Client contributions to retirement programs rise
As tax season came to a close, advisers reported their clients were busy contributing to their retirement plans up until the April 17 deadline.
This month’s Retirement Adviser Confidence Index — Financial Planning’s monthly barometer of business conditions for wealth managers — remained comfortably in positive territory, edging up 0.1 point to 55.
Among the survey’s findings, advisers noticed their clients contributed more to retirement plans, setting the index’s record so far this year: Total contributions received for retirement plans went up 2.7 points to 67.2.
“The 2015 IRS tax deadlines provided a significant bump this past 30 days, no doubt. Hey, we’ll take it,” wrote one adviser.
The noted seasonal boost in retirement planning activity helped raise fees charged for retirement services slightly over 4 points to 57.6.

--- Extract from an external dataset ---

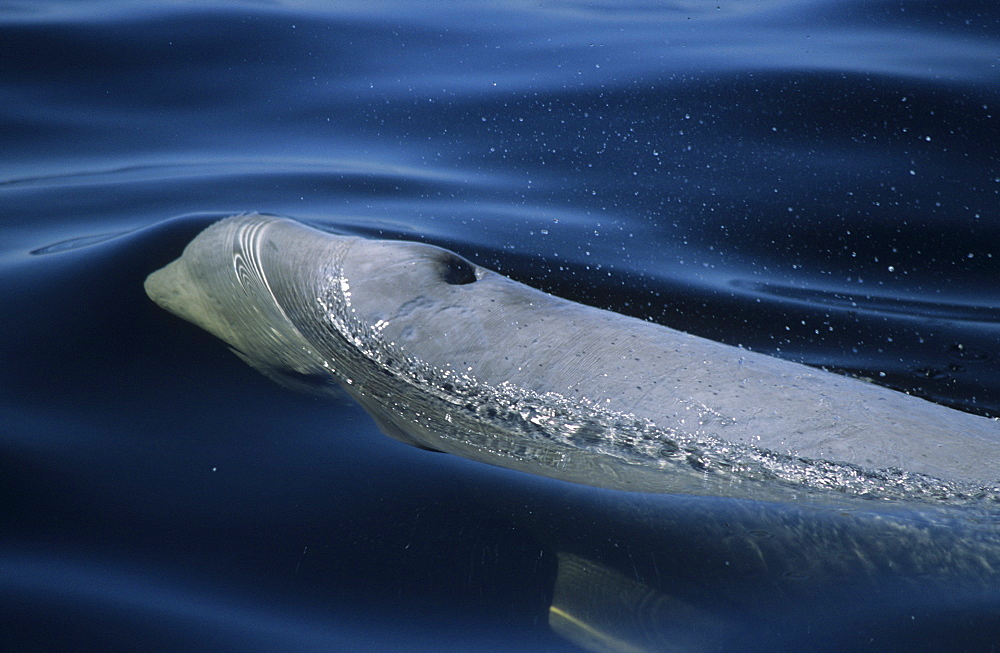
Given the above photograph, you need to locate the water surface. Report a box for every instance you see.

One adviser noted: “We got additional rollover business, which is why we saw a bump in fees.”
Other advisers speculated that the Department of Labor’s fiduciary rule would have an effect on their fee business moving forward.
“I will probably raise fees on 401(k) plans going forward due to fiduciary standards,” said one adviser.
Another adviser remarked: “[The rule] will change the way we do retirement business, but it is still early in the process to know how we need to change.”
Perceived client risk tolerance rose 2 points to 56.4: “The stock market increases have emboldened clients to take more risk,” wrote one adviser. Advisers also noticed their clients continued to move away from cash, with allocations dropping 3.4 points.
“There was a better overall feeling from clients when the Dow crossed over 18,000. We put more cash to work,” said one adviser.
But some advisers said clients remained cautious due to concern about oil prices, global market trends and how the result of the upcoming presidential election may affect markets. “Oil seems to affect retirement product performance in addition to the political election landscape,” an adviser wrote.
The Retirement Adviser Confidence Index is composed of 10 factors — including asset allocations, investment product recommendations, economic and risk factors, taxes and planning fees — to track trends in wealth management. RACI readings below 50 indicate deteriorating business conditions, while readings over 50 indicate improvements.